Ppf Account Maturity Date Calculator
Public Provident Fund (PPF) is a long-term, low-risk investment scheme offered by the Government of India. The PPF account maturity date calculator helps you determine when your PPF investment will mature based on the deposit date and the chosen tenure.
What is PPF Account?
The Public Provident Fund (PPF) is a savings-cum-investment scheme launched by the Government of India in 1968. It is managed by the Office of the Controller of Public Accounts (CPA) under the Ministry of Finance.
Key features of PPF account include:
- Minimum investment of ₹500 and maximum of ₹1,50,000 per financial year
- Lock-in period of 15 years
- Interest rate fixed by the Government of India, currently 7.1% per annum
- Tax benefits under Section 80C of the Income Tax Act
- Nomination facility available
The PPF account is a popular choice for long-term savings and investment due to its guaranteed returns and tax benefits.

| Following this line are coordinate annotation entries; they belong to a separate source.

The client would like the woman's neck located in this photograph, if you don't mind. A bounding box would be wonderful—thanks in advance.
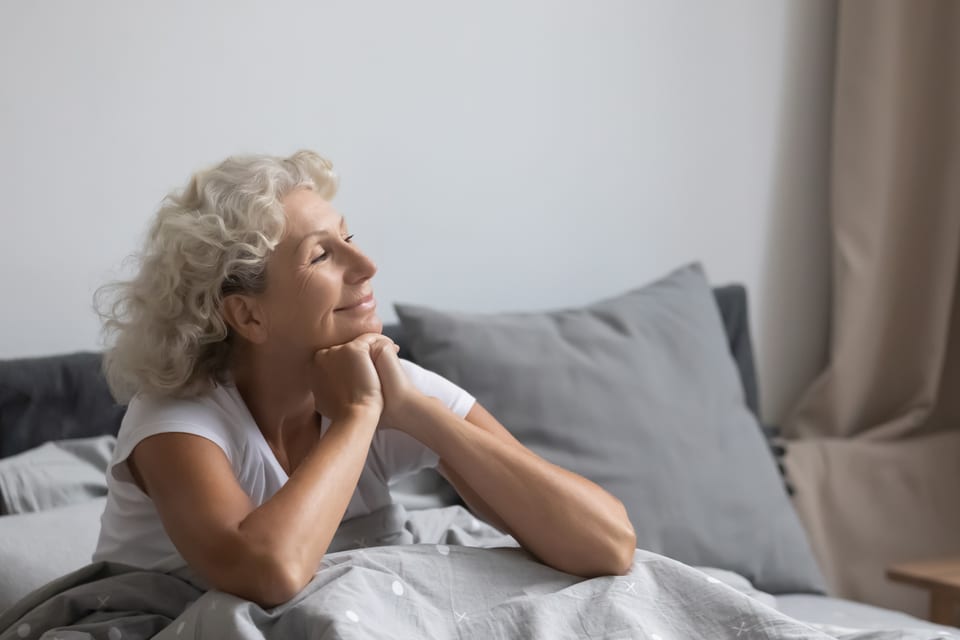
[230,345,316,446]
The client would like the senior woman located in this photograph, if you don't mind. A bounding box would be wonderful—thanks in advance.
[94,151,636,607]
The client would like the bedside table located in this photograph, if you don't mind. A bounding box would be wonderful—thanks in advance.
[887,557,960,625]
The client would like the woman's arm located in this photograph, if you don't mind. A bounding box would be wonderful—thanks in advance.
[130,333,396,607]
[404,396,636,577]
[131,402,380,607]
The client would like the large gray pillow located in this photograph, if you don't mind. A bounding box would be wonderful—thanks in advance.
[396,264,824,593]
[0,497,107,613]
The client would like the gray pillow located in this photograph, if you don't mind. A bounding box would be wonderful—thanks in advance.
[0,498,107,613]
[0,436,116,515]
[396,264,824,593]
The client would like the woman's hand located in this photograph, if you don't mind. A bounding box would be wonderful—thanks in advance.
[312,333,402,421]
[373,340,425,431]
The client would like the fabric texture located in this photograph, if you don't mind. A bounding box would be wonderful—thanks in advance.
[0,505,932,640]
[0,436,116,515]
[783,0,960,624]
[93,360,474,571]
[0,352,124,458]
[396,265,823,593]
[0,498,106,611]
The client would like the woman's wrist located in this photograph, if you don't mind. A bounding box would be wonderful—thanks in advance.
[330,402,383,425]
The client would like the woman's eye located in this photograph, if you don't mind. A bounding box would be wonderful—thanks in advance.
[310,233,354,264]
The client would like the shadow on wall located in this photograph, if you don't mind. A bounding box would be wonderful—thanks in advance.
[756,0,837,424]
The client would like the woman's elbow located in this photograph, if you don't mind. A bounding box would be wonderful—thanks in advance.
[211,555,313,609]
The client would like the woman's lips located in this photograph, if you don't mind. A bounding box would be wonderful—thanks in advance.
[336,293,377,311]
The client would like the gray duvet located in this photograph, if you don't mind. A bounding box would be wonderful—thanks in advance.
[0,505,943,640]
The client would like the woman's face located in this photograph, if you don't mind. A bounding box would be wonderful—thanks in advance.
[260,189,383,354]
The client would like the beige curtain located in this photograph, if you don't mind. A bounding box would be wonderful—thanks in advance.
[784,0,960,616]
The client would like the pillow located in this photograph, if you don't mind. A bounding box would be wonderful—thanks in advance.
[0,436,116,514]
[396,264,824,593]
[0,498,107,612]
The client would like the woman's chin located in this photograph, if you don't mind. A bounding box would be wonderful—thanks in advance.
[344,313,383,342]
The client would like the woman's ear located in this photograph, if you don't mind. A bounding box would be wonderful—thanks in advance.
[223,293,267,344]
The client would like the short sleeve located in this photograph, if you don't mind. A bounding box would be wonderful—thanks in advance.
[375,358,476,482]
[110,395,241,482]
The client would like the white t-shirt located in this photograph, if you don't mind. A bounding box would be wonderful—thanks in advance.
[93,359,474,571]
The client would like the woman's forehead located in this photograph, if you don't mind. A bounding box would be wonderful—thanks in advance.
[283,189,343,244]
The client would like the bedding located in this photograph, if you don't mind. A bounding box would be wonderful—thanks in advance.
[0,505,945,640]
[396,264,825,593]
[0,264,960,640]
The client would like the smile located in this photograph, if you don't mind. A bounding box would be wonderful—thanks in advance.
[334,293,377,311]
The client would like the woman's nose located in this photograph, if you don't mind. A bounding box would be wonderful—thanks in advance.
[346,247,377,282]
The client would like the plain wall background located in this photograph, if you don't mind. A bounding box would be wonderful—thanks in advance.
[0,0,836,421]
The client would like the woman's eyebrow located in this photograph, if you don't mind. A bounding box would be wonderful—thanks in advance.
[297,216,347,251]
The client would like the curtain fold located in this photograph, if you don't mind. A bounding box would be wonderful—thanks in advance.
[783,0,960,615]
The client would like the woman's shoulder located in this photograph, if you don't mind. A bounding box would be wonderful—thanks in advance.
[117,385,250,458]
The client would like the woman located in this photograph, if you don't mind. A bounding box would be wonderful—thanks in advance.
[94,151,636,607]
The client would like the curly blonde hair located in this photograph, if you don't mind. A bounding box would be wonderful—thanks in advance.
[94,151,337,403]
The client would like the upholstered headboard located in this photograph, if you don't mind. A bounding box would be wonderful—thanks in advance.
[0,285,758,458]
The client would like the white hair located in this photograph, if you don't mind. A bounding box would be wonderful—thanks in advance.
[94,151,337,403]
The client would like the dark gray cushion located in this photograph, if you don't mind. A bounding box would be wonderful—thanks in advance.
[396,265,824,593]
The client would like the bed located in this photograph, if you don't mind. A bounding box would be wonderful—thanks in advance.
[0,264,960,640]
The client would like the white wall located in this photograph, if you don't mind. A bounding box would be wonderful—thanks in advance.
[0,0,835,420]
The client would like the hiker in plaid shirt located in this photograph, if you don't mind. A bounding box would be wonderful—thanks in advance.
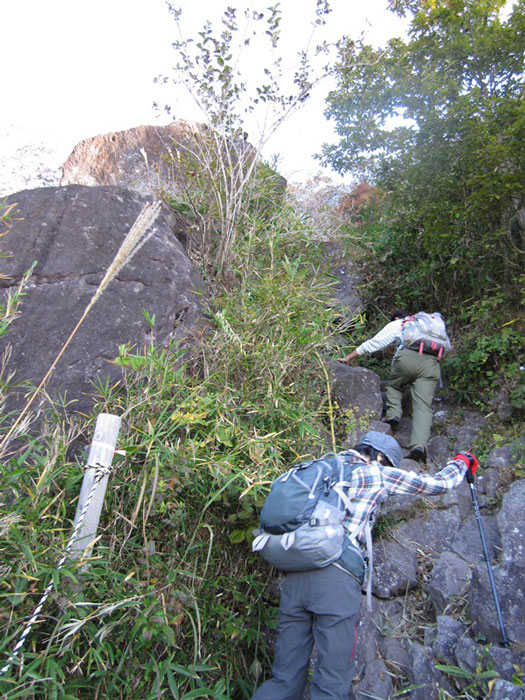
[252,431,478,700]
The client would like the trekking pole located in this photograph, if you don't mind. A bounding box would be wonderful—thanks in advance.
[465,469,509,647]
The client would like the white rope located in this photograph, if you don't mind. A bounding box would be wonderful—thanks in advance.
[0,462,114,676]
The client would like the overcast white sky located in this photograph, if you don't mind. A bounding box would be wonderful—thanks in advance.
[0,0,405,180]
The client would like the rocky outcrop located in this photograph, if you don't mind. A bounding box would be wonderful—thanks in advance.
[60,122,205,195]
[1,185,203,418]
[294,262,525,700]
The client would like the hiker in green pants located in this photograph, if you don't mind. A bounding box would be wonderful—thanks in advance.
[340,311,450,462]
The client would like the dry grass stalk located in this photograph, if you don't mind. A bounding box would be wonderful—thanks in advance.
[0,201,161,453]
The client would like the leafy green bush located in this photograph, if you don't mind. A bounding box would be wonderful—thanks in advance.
[0,200,335,700]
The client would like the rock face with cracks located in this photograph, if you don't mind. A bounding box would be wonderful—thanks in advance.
[1,185,203,412]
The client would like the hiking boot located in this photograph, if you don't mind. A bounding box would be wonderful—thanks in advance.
[406,445,427,464]
[383,417,400,433]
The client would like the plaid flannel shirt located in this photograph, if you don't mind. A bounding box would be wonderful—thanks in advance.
[340,450,467,544]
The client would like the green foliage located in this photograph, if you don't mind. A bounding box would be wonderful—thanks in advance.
[0,200,335,700]
[158,0,329,277]
[324,0,525,416]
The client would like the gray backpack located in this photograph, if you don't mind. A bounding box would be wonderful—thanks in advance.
[401,311,450,360]
[252,453,366,578]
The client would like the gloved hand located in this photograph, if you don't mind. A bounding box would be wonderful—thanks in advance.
[454,450,479,478]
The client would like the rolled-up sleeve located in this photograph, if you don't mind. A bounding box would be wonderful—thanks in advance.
[383,460,467,496]
[356,319,402,355]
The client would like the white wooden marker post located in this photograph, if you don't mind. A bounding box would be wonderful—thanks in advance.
[71,413,120,559]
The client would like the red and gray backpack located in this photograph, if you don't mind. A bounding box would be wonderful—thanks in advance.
[401,311,450,360]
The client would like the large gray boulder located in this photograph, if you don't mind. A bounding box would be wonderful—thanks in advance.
[0,185,203,411]
[60,122,206,195]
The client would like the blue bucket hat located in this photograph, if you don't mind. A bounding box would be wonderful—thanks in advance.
[359,430,401,467]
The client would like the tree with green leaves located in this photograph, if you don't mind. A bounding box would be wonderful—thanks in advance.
[157,0,330,274]
[322,0,525,306]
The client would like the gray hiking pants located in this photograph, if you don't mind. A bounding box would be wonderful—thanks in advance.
[252,565,361,700]
[386,348,441,447]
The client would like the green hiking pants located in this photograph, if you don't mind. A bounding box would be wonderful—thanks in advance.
[386,348,441,447]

How to Calculate PPF Maturity Date
Calculating the PPF maturity date is straightforward. You need to know the deposit date and the chosen tenure (15, 20, or 25 years). The maturity date is simply the deposit date plus the tenure.
Formula: Maturity Date = Deposit Date + Tenure (in years)
For example, if you deposit ₹500 on January 1, 2023, and choose a 15-year tenure, your PPF account will mature on January 1, 2038.
It's important to note that the PPF account cannot be withdrawn before the maturity date, except in certain exceptional circumstances.
Example Calculation
Let's consider an example to understand how the PPF maturity date is calculated.
| Deposit Date | Tenure | Maturity Date |
|---|---|---|
| January 15, 2023 | 15 years | January 15, 2038 |
| March 10, 2022 | 20 years | March 10, 2042 |
| July 22, 2020 | 25 years | July 22, 2045 |
As shown in the table, the maturity date is calculated by adding the tenure to the deposit date. The exact date remains the same, only the year changes.